Das ist, ähnlich wie bei Hermann Maier, genau der Stoff, aus dem die Heldengeschichten sind. Der Stoff, der einem Spitzensportler Legendenstatus verleiht.

„Das Idol muss gesellschaftliche Werte verkörpern, in denen sich das Publikum wiedererkennt und an denen es sich auch orientieren kann (etwa Weiterkämpfen nach Rückschlägen)“, schreibt die deutsche Soziologin Julia Mährlein in ihrem Buch „Der Sportstar in Deutschland – Die Entwicklung des Spitzensportlers vom Helden zur Marke“.

Es waren schon immer die bewegten Karrieren, die die Menschen extrem bewegt haben.
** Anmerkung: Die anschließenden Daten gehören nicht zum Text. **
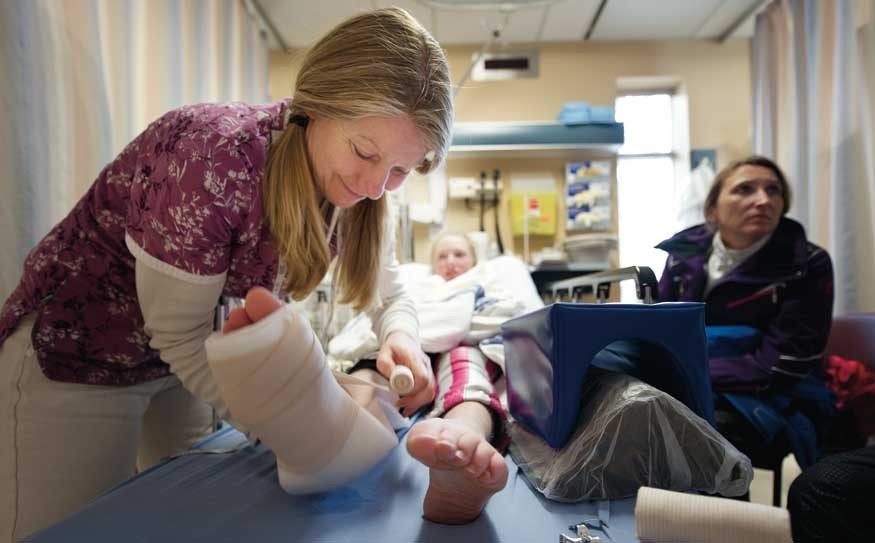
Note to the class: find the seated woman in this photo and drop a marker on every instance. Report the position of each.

Athleten, die nach Unfällen und Verletzungen bereits abgeschrieben wurden und denen die sportliche Wiederauferstehung gelungen ist.

Als Thomas Muster 1989 in Key Biscayne vom einem Betrunkenen mit dem Auto niedergefahren wurde, glaubte kaum jemand, dass der Steirer einmal die French Open gewinnen würde. Man hat immer noch die Bilder in Erinnerung, als er wenige Wochen nach dem Unfall schon wieder auf dem Tennisplatz saß, das eingegipste Bein hochgelagert, und wie ein Irrer auf die Filzbälle eindrosch. Für diesen unbändigen Willen und Kampfgeist wurde Muster Zeit seiner Laufbahn gleichermaßen bewundert wie gefürchtet.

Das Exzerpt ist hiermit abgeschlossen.